When it comes to consumers these days, average just won’t do. Middling or mediocre products and their corresponding brand equities, as well as the experience of retail shopping and spending, should be distinctive, memorable and provide exceptional value. If not, recent research shows, sales suffer. And this differentiation applies to online as well as bricks-and-mortar retail offerings.

Since the Great Recession, generally agreed as lasting from December 2007 to June 2009, middle-class wages have barely budged. Or, as a survey of 2,000 consumers by Deloitte Consulting LLC reports, “Incremental income generated since the recession has disproportionately gone to high-income households, with virtually all income growth between 2007 and 2015 going to the top 20 percent.”

Retailers, according to Deloitte and anecdotal evidence shared locally, have seen a measurable impact from this imbalance. It seems that sales growth has been bifurcated. That is to say, increases in sales have separated into two retail categories: high and low.

To be more respectful to discerning consumers, let’s describe these retail bookends this way: high-end could be status-conscious; low-end, cost-conscious. And the consumers and purveyors in the middle? How about mainstream-conscious. (Deloitte refers to these high-to-low categories as premier, balanced and price-based. We like ours better because consumers are keenly conscious about how they make purchasing decisions.)

What has happened is that the growth has been on the extreme ends of the retail spectrum, with those mainstream-conscious stores in the middle maintaining a recession-related status quo. Little to no sales growth.

During the past five years, revenue at status-conscious stores has seen an 81 percent increase. At cost-conscious stores, the five-year increase was 37 percent. And for the mainstream-conscious, the paltry increase over the past five years has been 2 percent. Goldilocks has not been good to the retailer offering just-right brands and a lackluster experience.

As the economy has improved, one would think the rising tide would have lifted all boats. Not so.

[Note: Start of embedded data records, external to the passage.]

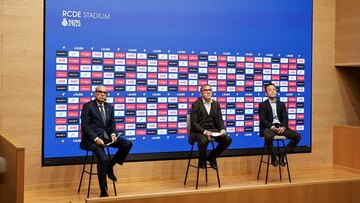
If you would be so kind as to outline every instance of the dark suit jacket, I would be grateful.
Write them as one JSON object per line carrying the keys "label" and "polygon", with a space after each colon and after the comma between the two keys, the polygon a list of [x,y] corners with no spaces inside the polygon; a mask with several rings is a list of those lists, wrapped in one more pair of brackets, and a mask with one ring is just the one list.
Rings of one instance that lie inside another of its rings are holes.
{"label": "dark suit jacket", "polygon": [[[104,110],[106,114],[105,125],[95,100],[83,105],[81,111],[81,148],[94,149],[96,146],[94,141],[95,138],[99,137],[104,139],[104,131],[106,131],[109,137],[112,133],[116,133],[114,107],[111,104],[104,102]],[[110,142],[110,140],[104,140],[104,142]]]}
{"label": "dark suit jacket", "polygon": [[[279,99],[276,100],[276,111],[280,121],[280,126],[288,128],[288,113],[285,104]],[[260,117],[260,136],[263,137],[265,128],[271,128],[273,125],[273,112],[269,100],[265,100],[259,104],[259,117]]]}
{"label": "dark suit jacket", "polygon": [[[219,131],[225,129],[224,120],[222,119],[219,102],[214,100],[212,101],[211,111],[214,111],[216,115],[215,116],[216,129]],[[192,107],[191,107],[191,113],[190,113],[191,129],[190,129],[190,137],[189,137],[190,144],[194,143],[195,136],[204,133],[205,116],[207,115],[208,113],[205,109],[202,98],[199,97],[194,103],[192,103]]]}

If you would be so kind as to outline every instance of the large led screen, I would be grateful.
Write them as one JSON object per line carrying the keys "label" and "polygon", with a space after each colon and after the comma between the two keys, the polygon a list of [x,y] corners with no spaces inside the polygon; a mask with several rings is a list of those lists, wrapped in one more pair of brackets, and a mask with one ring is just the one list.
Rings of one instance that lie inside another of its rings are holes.
{"label": "large led screen", "polygon": [[232,145],[258,154],[263,86],[311,150],[311,0],[46,0],[43,165],[76,164],[82,105],[110,92],[131,160],[184,158],[186,116],[210,84]]}

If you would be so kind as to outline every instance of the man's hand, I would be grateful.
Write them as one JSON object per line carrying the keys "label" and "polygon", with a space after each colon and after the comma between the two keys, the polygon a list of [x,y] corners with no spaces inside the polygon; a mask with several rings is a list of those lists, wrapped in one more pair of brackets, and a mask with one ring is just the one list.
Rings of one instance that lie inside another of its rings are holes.
{"label": "man's hand", "polygon": [[222,130],[220,131],[220,134],[221,134],[221,136],[225,136],[225,135],[226,135],[225,129],[222,129]]}
{"label": "man's hand", "polygon": [[204,135],[205,135],[208,139],[211,138],[211,134],[212,134],[212,132],[209,131],[209,130],[205,130],[205,131],[204,131]]}
{"label": "man's hand", "polygon": [[279,134],[280,128],[277,128],[273,125],[273,126],[271,126],[271,130],[274,131],[275,133]]}
{"label": "man's hand", "polygon": [[100,145],[100,146],[103,146],[103,145],[104,145],[104,141],[103,141],[101,138],[97,138],[96,141],[95,141],[95,143],[96,143],[97,145]]}
{"label": "man's hand", "polygon": [[117,139],[116,139],[116,134],[115,133],[112,133],[111,134],[111,142],[116,142]]}
{"label": "man's hand", "polygon": [[285,130],[286,130],[286,128],[280,127],[278,133],[279,133],[279,134],[282,134]]}

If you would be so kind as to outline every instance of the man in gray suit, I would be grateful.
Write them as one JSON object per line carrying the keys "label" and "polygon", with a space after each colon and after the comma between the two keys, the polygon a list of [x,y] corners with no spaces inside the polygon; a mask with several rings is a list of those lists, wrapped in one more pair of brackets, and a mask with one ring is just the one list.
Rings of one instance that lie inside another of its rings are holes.
{"label": "man in gray suit", "polygon": [[[220,104],[211,98],[211,86],[208,84],[202,86],[200,94],[201,97],[192,103],[189,142],[191,144],[198,143],[200,168],[206,168],[207,160],[213,169],[217,169],[216,158],[229,147],[232,140],[226,134]],[[215,136],[218,134],[220,135]],[[210,139],[214,139],[219,144],[206,157],[206,149]]]}

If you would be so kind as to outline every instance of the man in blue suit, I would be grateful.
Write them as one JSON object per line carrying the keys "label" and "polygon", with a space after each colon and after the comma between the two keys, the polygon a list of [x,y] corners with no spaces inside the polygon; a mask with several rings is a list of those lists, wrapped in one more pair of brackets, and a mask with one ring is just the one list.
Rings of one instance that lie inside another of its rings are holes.
{"label": "man in blue suit", "polygon": [[[267,84],[265,92],[267,100],[259,104],[260,117],[260,136],[265,137],[265,145],[271,154],[271,164],[273,166],[285,166],[285,153],[294,151],[301,139],[301,135],[288,128],[288,113],[285,104],[276,98],[277,90],[274,84]],[[283,135],[291,141],[278,157],[272,149],[272,142],[275,135]]]}
{"label": "man in blue suit", "polygon": [[[104,86],[95,89],[95,99],[84,104],[81,111],[82,139],[80,147],[85,150],[92,150],[98,160],[97,174],[101,194],[100,197],[107,197],[106,175],[117,181],[113,167],[116,163],[122,165],[132,147],[132,143],[116,135],[114,108],[105,102],[108,92]],[[118,151],[111,160],[107,160],[104,147],[118,148]]]}

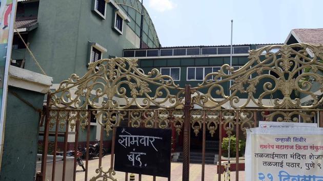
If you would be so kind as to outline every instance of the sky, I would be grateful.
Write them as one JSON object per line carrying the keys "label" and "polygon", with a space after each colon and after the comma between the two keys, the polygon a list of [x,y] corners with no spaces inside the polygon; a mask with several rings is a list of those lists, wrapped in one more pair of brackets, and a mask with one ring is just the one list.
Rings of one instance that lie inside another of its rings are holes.
{"label": "sky", "polygon": [[[141,1],[141,0],[140,0]],[[163,47],[281,43],[323,28],[321,0],[144,0]]]}

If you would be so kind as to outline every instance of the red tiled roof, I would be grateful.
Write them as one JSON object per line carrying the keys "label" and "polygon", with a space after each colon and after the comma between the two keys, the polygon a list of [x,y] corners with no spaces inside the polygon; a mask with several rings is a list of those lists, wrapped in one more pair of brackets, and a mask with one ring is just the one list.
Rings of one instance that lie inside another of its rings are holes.
{"label": "red tiled roof", "polygon": [[323,44],[323,28],[293,29],[292,31],[301,41],[300,42]]}

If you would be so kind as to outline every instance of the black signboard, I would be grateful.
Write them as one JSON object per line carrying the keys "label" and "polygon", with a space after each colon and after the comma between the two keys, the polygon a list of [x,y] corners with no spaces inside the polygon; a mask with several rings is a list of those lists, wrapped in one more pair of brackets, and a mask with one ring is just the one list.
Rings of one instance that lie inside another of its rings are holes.
{"label": "black signboard", "polygon": [[170,129],[117,127],[115,170],[169,177],[171,138]]}

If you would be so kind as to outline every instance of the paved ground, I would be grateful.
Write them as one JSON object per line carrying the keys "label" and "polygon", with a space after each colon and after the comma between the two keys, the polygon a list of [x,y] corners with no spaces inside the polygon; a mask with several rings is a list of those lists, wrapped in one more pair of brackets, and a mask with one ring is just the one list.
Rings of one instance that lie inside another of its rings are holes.
{"label": "paved ground", "polygon": [[[111,156],[110,155],[105,156],[102,159],[102,165],[105,170],[108,170],[110,168]],[[85,162],[84,162],[85,164]],[[89,161],[89,172],[88,180],[89,180],[92,177],[97,175],[95,173],[95,169],[98,167],[98,159],[90,160]],[[201,168],[200,164],[190,164],[190,180],[199,181],[201,180]],[[181,170],[182,164],[177,163],[172,163],[171,166],[171,180],[180,181],[181,180]],[[76,180],[85,180],[85,172],[82,171],[80,167],[77,166],[76,172]],[[135,180],[138,180],[138,175],[135,175]],[[216,173],[216,166],[214,165],[206,165],[205,166],[205,180],[218,180],[218,174]],[[118,180],[125,180],[125,173],[124,172],[116,172],[115,178]],[[142,180],[152,180],[152,176],[148,175],[143,175]],[[128,179],[129,180],[129,179]],[[235,180],[235,172],[231,173],[231,180]],[[156,180],[167,180],[167,178],[157,177]],[[224,180],[223,175],[222,175],[222,180]],[[239,180],[245,181],[245,172],[239,172]]]}

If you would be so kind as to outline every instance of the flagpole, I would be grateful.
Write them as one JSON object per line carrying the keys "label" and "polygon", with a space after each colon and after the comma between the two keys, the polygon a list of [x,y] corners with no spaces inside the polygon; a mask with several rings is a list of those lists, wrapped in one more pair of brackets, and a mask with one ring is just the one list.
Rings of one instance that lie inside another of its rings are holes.
{"label": "flagpole", "polygon": [[[231,19],[231,46],[230,46],[230,68],[232,66],[232,32],[233,31],[233,19]],[[231,74],[230,70],[229,71],[229,74]],[[229,87],[229,89],[230,90],[230,95],[231,95],[231,90],[230,87],[231,87],[231,80],[230,80],[230,86]],[[231,127],[231,123],[229,123],[229,127]],[[230,181],[230,150],[231,146],[231,135],[228,137],[229,138],[229,144],[228,145],[228,166],[227,168],[228,170],[227,170],[227,173],[228,174],[228,180]],[[236,146],[237,145],[236,145]]]}

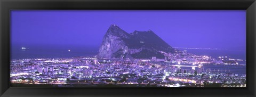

The highest previous one-year revenue increase in the status-conscious brand category was 8 percent; cost-conscious, 7 percent; while mainstream-conscious has been moored at a negative 2 percent.

Retail expansion has also been viewed as somewhat surprising, as pundits have been lamenting the coming extinction of bricks-and-mortar stores, giving in to online preferences. (For our part, we have suggested that standing stores will not go away, but may become smaller, thus achieving a more effective cohabitation with their online brothers and sisters. We’ll see.)

The proof of expansion, without consideration of square-footage footprints, has been seen in the fact that cost-conscious retailers from 2015-17 opened 2.5 new stores for every one that the mainstream cohort closed. Status-conscious store openings offered a paradox to middling shutterings, cutting ribbons on one new store for every one that mainstream-conscious retailers closed. The actual store numbers for the period were 109 new stores for the status group, compared with 263 for the cost group, with the mainstream group closing 108 stores.

The current economy and lack of wage growth in the center show a “hollowing” of the middle class, some say, with retailers catering to this segment exhibiting a dearth of sales as a result.

What to do?

Well, consumers still relish an engaging and entertaining experience at retail. And they want to feel like they are receiving value for their choices. That value proposition is not just reserved for cost-conscious shoppers. All consumers, regardless of where they fall in our three-tiered income bracket, seek value, value as they choose to define it. Consequently, retailers at every level surely would want to determine what their target consumers perceive as value, and add it to product, price, promotion and place. For today, that exercise is critically needed in the middle-ground or mainstream-conscious segment of the market.

Middling and mediocre just won’t do.